If your friend or whoever you are going with isn’t aware of your symptoms and fears, please inform them. You can also come up with various activities or coping strategies to help you whenever you feel anxious.

4. Dress confidently and comfortably:

We all have times when we dress up and we feel very confident, comfortable, and good about how we look. Wear clothes that you feel confident in. There are good outfits to wear when you present a speech especially in a new environment with new people.

If you feel good about how you look standing in front of your audience, you will be excited and you can focus on the message you are passing across. You do not want to distract your audience or yourself by adjusting your clothes or hair during your speech.

5. Practice! Practice!! practice!!!

As the saying goes, “Rome was not built in a day”. therefore, the more we practice and get feedback, the better we become. Prepare your speech early and thoroughly proofread it to correct any errors. You can ask someone to help you review what you have written to make the necessary corrections. Remember, two heads are better than one. I know we have people that enjoy doing things last-minute but that will only complicate your situation by increasing your anxiety and making you prone to errors.

Practice presenting your speech to your friend or anyone that can help correct you. You can also present in front of your mirror, video, or record yourself this will help you notice and correct any wrong body language. Focus on the topic you are giving.

Lastly, walk with the time allocated to you. Don’t go overboard with timing because other people have their own lives and plans. Use a stopwatch if you need one to keep track of time.
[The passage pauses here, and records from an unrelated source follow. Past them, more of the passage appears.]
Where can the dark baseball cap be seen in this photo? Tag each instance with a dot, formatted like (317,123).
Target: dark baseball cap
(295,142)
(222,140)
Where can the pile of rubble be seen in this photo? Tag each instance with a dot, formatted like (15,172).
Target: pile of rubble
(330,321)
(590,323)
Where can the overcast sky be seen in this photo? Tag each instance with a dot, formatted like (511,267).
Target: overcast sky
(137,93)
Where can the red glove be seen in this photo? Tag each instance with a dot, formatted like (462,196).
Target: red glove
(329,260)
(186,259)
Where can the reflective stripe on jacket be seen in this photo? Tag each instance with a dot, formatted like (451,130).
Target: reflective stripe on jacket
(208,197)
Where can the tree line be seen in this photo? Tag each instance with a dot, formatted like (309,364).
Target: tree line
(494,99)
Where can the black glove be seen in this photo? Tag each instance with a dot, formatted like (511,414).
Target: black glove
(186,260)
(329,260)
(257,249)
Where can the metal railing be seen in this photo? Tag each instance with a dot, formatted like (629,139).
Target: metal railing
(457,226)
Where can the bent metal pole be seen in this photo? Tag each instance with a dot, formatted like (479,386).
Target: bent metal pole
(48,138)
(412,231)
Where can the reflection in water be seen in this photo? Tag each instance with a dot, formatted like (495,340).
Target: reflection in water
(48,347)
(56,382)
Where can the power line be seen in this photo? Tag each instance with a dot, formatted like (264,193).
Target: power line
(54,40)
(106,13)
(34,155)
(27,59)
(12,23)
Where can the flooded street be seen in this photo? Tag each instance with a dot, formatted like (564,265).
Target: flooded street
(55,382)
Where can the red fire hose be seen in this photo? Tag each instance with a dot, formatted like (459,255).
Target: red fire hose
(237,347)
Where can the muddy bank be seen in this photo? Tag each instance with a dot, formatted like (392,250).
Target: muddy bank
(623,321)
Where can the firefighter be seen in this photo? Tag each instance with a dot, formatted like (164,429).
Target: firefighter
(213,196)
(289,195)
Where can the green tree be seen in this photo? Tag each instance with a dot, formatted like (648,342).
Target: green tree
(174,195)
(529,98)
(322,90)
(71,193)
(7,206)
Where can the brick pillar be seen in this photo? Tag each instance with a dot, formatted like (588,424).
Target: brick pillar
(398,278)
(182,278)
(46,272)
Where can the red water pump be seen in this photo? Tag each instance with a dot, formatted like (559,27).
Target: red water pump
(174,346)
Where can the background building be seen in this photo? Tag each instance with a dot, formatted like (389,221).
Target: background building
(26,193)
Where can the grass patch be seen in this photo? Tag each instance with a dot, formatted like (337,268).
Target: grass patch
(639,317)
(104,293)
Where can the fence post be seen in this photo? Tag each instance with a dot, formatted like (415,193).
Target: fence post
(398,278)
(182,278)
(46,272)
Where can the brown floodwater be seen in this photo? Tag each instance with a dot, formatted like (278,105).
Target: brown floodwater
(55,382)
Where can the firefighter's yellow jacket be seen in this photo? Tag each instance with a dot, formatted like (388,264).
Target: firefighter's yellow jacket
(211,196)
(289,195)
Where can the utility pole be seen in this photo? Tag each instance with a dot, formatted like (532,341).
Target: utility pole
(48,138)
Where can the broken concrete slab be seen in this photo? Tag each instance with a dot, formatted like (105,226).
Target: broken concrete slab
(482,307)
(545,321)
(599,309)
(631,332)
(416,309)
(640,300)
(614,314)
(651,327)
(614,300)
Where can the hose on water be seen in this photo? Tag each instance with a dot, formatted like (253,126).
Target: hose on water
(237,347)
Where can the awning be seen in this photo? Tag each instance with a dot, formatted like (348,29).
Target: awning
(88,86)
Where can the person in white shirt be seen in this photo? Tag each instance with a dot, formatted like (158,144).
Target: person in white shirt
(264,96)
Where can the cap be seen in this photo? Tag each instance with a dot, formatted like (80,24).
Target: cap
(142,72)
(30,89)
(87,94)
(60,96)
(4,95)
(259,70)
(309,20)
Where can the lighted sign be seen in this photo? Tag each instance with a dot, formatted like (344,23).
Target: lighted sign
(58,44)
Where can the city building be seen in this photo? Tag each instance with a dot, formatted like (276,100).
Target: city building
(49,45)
6. Always encourage yourself:

There are times when you are asked to carry out activities in public places and you flop. Do not beat yourself so hard or talk down on yourself. Try to replace negative thoughts with positive ones always visualize success. Thinking negative thoughts or thinking about our past mistakes will only increase our anxiety. Focus on how to make this one the best.

Learn to replace negative thoughts with positive ones. For example, if you think, “you are going to embarrass yourself,” replace that thoughts by saying, “I have prepared and I have put in the work so I will deliver the best”.  Performers like athletes and musicians have realized that visualization is a very powerful tool to improve performance. Visualize being in public speaking and people applauding you.

Public speaking is an art that has to be improved so take it one step at a time.